W sukni, czy nago?
Operetka to ostatni z wielkich dramatów Witolda Gombrowicza. Pisany z wieloma przerwami poprzez 15 lat, wielokrotnie poprawiany lub zupełnie zmieniany, ujrzał światło dzienne dopiero w roku 1966, na trzy lata przed śmiercią autora. To wynik podziwu Gombrowicza nad formą operetkową, będącą najbardziej skonwencjonalizowanym gatunkiem teatralnym. Łącząc w specyficzny dla siebie sposób sprzeczności i nie rezygnując z standardowego dla operetki „boskiego idiotyzmu”, udało się autorowi zamknąć w sztuce także patos, dramat ludzki i pasję.
Akcja inicjuje się około roku 1910, a kończy już po drugiej wojnie światowej. Głównym jej wątkiem jest fascynacja, jaką dwóch arystokratów, Firulet i Szarm, darzą młodą dziewczynę – Albertynkę. Jednak obaj konkurenci, miłośnicy mody, chcą ją wyłącznie ubierać, zamykać w formę. Albertynka zaś, pobudzona jednym dotknięciem, pragnie nagości i wyzwolenia. We wszystko zamieszanych jest dwóch złodziejaszków, rewolucjonista Hufnagiel, i projektant mody Fior.

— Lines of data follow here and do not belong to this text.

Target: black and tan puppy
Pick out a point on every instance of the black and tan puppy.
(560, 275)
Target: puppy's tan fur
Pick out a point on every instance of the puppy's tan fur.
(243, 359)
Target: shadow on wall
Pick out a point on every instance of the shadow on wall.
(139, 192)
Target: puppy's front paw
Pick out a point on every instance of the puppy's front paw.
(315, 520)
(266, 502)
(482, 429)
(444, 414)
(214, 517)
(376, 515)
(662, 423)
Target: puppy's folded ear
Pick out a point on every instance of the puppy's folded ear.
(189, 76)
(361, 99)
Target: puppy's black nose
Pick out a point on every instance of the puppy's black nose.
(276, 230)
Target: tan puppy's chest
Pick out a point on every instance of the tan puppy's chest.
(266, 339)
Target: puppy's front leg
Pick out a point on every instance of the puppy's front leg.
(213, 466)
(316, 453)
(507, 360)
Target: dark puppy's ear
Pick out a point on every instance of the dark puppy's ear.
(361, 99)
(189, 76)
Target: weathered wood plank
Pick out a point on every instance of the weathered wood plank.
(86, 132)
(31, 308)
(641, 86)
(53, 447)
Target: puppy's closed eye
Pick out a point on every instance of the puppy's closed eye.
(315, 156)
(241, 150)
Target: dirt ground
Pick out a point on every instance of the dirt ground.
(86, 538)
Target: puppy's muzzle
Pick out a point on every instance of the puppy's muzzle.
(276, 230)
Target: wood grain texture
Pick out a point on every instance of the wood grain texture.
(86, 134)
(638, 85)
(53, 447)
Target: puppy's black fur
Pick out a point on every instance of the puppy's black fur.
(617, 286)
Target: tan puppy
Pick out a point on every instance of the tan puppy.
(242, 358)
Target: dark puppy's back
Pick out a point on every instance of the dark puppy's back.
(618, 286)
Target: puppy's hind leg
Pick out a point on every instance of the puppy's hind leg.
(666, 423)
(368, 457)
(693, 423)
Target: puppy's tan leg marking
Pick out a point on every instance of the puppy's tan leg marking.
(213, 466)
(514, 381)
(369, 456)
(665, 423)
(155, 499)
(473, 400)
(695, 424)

W Operetce Gombrowiczowi ukazuje człowieka będącego w odwiecznym konflikcie między naturą a kulturą, wolnością a zniewoleniem przez obowiązującą konwencję. Jak przede wszystkim, w standardowy dla siebie sposób obnaża ludzkie ułomności.
Historia, której nie było
Witold Gombrowicz miał w zwyczaju wyrzucać rękopisy swych dzieł zaraz po ich publikacji, lecz jak w każdej regule, także i tutaj znalazło się miejsce na wyjątek. Chodzi o dwie wczesne wersje dramatu Operetka wydanego w 1966 roku. Żona pisarza przekazała te szczątkowe fragmenty Konstantemu Jeleńskiemu, który podjął się ich zredagowania i… tak powstała Historia. Ten nieszablonowy utwór jest nieocenioną pomocą przy próbach zrozumienia autobiograficznych kontekstów twórczości Gombrowicza. Oryginalność tej sztuki przejawia się także w tym, iż jest jedyną w swym rodzaju dokumentacją procesu powstawania Operetki.
„W żadnym innym utworze (nawet w Trans-Atlantyku), nie poszedł Gombrowicz tak daleko na drodze intymnej spowiedzi.[...]” — napisał o Historii odpowiedzialny za jej redakcję Jeleński.